10Given the current instance annotation A, the position information is used to determine another instance annotation B. The linguistic feature for the instance A obtained by this element is the feature from the annotation C which is defined by this element and overlaps with the annotation B. The position 0 means that the instance annotation B is the A itself, -1 means that B is the first preceding annotation of A, and 1 means that B is the first annotation following A.
Please note that, if the annotation A contains more than one annotation C, e.g. C refers to token and A refers to named entity which contains more than one tokens, then there are more than one annotations C in the position 0 relative to the annotation A, in which case the current implementation just picks the first annotation of C. Therefore, if there is a possibility that the annotation A contains more than one annotations C, then it would be better of using e.g. a NGRAM type feature to characterise the feature than using an ATTRIBUTE feature.
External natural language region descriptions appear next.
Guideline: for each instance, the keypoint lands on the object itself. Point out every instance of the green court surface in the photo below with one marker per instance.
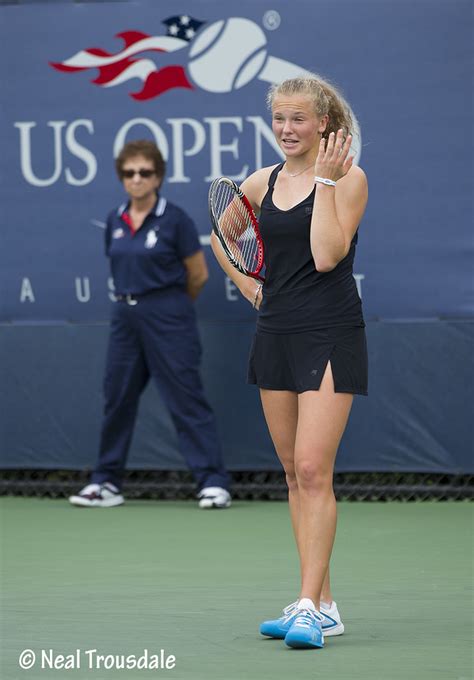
(167, 576)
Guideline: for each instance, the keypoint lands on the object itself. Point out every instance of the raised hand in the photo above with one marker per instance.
(333, 161)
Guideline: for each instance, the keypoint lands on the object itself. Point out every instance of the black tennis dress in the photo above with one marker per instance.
(307, 318)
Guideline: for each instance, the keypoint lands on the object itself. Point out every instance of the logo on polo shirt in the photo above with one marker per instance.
(151, 239)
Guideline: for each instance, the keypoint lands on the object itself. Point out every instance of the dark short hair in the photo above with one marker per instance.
(141, 147)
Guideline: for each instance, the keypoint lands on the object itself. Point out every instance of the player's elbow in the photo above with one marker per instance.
(325, 265)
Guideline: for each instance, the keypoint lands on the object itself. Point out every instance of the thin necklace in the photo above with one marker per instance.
(295, 174)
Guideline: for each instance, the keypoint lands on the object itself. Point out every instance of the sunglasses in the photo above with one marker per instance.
(145, 174)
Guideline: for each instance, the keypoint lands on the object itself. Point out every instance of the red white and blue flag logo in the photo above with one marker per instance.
(218, 57)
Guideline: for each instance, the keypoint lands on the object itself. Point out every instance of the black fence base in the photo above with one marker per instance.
(247, 485)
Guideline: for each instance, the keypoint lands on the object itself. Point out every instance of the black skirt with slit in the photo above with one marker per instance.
(297, 361)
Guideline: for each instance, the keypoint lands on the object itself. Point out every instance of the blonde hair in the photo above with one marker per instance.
(325, 97)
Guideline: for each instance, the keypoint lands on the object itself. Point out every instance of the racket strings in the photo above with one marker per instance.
(236, 227)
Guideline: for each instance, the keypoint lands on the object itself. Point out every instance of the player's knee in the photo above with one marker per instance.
(291, 479)
(312, 474)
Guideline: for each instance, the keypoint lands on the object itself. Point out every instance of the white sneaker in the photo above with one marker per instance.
(214, 497)
(98, 496)
(332, 624)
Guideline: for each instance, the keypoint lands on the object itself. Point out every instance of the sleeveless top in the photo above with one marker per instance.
(296, 296)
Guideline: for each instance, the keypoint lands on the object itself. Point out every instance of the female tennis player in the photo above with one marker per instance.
(309, 354)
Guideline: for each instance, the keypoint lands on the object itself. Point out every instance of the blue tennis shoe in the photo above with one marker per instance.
(278, 628)
(306, 630)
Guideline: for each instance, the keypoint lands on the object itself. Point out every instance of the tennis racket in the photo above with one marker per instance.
(236, 226)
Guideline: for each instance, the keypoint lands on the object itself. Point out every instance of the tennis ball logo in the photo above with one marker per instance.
(227, 55)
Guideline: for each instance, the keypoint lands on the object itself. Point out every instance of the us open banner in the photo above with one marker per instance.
(80, 80)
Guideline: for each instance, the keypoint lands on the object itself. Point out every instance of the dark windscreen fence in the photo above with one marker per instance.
(194, 79)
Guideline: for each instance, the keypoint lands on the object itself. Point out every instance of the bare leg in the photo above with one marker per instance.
(281, 414)
(322, 418)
11For example, if a user does sentence classification and s/he uses two features, the uni-gram of tokens in one sentence and the length of sentence and thinks that the uni-gram feature is more important than the length of sentence, then s/he can set the weight sub-element of the n-gram element with a number bigger than 1.0 (like 10.0).

12If a feature of a relation instance is determined only by one argument of the relation but not the two arguments, then the feature could be defined in the element FEATURES-ARG1 or the element FEATURES-ARG2. On the other hand, if a feature is related to both arguments, then it should be defined in the element ATTRIBUTE_REL.